96 wells Human ADP ELISA Kit High specificity and sensitivity
Cat.No E1550Hu
Standard Curve Range: 0.2mg/L - 60mg/L
Sensitivity: 0.11mg/L
Size: 96 wells
Storage: Store the reagents at 2-8°C. For over 6-month storage refer to
the expiration date keep it at -20°C. Avoid repeated thaw cycles.

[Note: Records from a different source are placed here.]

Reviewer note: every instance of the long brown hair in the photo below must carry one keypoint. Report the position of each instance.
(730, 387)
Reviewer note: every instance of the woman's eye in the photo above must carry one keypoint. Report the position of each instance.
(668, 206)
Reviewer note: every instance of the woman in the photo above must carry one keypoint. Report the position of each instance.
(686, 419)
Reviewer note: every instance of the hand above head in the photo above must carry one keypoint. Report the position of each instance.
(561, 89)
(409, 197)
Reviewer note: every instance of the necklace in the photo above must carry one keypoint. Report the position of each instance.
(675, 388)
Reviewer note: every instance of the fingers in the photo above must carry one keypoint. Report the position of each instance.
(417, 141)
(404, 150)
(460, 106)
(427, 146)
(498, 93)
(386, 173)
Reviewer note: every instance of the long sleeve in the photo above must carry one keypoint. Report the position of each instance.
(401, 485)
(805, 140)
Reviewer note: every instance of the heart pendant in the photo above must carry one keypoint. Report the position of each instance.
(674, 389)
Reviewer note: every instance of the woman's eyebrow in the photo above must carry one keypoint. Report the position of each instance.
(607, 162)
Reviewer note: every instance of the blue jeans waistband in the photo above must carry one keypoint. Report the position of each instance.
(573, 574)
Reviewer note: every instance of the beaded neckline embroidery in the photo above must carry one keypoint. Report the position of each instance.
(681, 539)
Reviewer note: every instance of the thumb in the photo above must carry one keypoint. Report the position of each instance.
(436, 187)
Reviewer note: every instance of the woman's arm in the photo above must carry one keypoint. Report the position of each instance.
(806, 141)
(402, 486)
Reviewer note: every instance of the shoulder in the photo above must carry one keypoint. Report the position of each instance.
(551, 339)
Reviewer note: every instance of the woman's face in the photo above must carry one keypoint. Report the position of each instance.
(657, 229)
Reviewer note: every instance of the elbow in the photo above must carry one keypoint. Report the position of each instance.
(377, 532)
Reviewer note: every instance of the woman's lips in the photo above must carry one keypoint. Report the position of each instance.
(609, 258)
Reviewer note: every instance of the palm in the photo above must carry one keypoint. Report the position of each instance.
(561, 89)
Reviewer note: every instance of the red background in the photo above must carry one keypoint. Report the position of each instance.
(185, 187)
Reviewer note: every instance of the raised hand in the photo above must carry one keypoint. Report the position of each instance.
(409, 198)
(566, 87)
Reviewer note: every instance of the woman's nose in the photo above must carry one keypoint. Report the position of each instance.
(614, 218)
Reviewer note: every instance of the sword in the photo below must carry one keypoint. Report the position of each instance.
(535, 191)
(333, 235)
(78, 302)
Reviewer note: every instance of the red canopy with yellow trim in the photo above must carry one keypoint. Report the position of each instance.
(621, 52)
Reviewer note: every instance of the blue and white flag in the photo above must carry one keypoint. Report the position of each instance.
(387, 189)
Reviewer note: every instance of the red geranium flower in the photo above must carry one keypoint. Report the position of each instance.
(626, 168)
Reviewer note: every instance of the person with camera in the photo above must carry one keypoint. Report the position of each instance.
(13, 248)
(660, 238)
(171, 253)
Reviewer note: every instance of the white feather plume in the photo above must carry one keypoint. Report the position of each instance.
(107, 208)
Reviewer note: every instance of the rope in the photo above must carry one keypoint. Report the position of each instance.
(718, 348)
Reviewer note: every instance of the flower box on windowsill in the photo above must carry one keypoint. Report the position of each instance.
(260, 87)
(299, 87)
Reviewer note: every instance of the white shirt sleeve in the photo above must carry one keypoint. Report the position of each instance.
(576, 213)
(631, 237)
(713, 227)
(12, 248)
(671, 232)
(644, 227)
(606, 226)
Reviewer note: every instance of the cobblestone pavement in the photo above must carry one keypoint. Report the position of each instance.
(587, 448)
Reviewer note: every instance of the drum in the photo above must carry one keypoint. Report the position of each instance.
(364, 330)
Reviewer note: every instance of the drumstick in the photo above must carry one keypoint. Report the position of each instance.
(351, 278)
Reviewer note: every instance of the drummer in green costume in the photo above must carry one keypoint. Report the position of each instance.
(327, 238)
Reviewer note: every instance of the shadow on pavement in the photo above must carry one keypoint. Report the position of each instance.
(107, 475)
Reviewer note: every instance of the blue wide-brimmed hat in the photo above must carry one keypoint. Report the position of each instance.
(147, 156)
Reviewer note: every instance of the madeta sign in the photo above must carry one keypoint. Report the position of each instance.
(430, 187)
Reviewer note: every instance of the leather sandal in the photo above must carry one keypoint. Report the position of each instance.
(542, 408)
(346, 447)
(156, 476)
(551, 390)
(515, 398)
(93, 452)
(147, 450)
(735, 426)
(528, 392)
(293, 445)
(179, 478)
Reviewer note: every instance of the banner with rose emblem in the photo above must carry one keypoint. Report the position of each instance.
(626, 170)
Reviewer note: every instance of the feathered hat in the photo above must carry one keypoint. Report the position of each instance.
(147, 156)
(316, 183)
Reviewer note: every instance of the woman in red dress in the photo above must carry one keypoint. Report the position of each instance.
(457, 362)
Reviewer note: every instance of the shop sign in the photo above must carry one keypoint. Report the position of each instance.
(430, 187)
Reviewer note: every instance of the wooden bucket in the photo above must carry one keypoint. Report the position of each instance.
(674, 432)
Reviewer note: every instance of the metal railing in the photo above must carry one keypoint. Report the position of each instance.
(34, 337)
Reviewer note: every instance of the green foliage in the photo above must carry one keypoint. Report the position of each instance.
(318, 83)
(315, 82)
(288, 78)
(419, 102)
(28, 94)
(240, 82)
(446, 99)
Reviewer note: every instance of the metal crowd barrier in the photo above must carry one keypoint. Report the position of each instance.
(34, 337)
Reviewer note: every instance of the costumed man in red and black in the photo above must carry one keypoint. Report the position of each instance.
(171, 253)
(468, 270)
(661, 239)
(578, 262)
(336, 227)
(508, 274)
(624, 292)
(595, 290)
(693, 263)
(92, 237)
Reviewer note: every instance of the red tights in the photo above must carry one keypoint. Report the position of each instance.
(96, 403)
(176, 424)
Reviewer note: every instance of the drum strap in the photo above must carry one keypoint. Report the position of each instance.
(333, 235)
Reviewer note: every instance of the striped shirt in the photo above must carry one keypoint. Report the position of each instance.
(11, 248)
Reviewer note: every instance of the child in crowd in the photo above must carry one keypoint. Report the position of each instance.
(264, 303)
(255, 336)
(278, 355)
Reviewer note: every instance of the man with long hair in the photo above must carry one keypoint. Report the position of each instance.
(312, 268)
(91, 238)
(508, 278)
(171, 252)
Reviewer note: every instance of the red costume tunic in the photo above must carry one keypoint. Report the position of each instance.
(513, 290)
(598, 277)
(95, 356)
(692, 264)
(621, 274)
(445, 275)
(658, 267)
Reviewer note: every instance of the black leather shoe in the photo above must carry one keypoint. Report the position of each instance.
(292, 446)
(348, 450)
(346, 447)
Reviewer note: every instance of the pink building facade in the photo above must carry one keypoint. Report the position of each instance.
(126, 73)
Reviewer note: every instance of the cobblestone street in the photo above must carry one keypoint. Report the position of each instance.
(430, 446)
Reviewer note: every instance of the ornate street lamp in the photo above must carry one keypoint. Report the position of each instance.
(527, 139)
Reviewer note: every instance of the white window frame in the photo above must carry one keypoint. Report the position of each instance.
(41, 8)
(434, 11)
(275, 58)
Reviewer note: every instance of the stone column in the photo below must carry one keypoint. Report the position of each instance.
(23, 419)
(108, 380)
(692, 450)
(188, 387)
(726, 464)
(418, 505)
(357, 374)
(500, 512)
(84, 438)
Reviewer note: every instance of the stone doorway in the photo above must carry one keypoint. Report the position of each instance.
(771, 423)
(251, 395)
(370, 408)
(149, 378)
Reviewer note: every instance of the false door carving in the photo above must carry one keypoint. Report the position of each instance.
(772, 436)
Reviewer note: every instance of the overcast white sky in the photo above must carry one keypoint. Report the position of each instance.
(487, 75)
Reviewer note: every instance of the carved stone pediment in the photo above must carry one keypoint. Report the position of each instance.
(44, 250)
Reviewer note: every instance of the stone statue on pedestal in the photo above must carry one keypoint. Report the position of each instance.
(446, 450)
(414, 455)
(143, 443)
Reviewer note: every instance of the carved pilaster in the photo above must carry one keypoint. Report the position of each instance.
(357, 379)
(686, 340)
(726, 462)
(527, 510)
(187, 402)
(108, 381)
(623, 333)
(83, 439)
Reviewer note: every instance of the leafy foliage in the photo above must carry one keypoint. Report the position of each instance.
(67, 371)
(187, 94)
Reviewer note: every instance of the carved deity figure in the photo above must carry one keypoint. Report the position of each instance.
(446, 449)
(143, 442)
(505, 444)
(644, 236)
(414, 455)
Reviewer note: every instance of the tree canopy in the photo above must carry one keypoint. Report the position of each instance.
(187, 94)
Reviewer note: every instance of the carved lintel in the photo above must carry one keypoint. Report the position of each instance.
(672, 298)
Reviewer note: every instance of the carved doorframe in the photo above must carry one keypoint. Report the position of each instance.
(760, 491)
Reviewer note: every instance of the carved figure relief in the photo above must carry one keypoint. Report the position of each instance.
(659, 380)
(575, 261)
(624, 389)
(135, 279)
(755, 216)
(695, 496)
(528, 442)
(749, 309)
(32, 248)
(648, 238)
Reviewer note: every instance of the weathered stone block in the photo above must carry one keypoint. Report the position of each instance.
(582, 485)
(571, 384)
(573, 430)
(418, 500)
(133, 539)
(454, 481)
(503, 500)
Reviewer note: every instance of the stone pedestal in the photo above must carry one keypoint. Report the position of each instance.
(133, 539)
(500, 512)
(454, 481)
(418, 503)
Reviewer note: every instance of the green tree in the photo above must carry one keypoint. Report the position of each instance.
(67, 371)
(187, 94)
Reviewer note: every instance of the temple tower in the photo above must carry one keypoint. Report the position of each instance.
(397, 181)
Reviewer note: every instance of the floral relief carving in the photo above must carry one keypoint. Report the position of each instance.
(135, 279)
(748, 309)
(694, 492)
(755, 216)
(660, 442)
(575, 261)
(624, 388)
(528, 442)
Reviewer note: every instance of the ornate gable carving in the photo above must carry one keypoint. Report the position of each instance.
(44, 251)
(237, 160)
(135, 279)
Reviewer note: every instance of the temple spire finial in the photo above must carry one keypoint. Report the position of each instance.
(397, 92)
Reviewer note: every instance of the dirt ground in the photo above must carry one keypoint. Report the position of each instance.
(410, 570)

If individual reagents are opened it is recommended that the kit be
used within 1 month.
Assay Principle
This kit is an Enzyme-Linked Immunosorbent Assay (ELISA). The plate
has been pre-coated with human ADP antibody. ADP present in the
sample is added and binds to antibodies coated on the wells. And
then biotinylated human ADP Antibody is added and binds to ADP in
the sample. Then Streptavidin-HRP is added and binds to the
Biotinylated ADP antibody. After incubation unbound
Streptavidin-HRP is washed away during a washing step. Substrate
solution is then added and color develops in proportion to the
amount of human ADP. The reaction is terminated by addition of
acidic stop solution and absorbance is measured at 450 nm.
Reagent Provided
Components | Quantity |
Standard Solution (64mg/L) | 0.5ml x1 |
Pre-coated ELISA Plate | 12 * 8 well strips x1 |
Standard Diluent | 3ml x1 |
Streptavidin-HRP | 6ml x1 |
Stop Solution | 6ml x1 |
Substrate Solution A | 6ml x1 |
Substrate Solution B | 6ml x1 |
Wash Buffer Concentrate (30x) | 20ml x1 |
Biotinylated human ADP Antibody | 1ml x1 |
User Instruction | 1 |
Plate Sealer | 2 pics |
Zipper bag | 1 pic |
Reagent Preparation
Standard Reconstitute the 120μl of the standard (64mg/L) with 120μl of
standard diluent to generate a 32mg/L standard stock solution.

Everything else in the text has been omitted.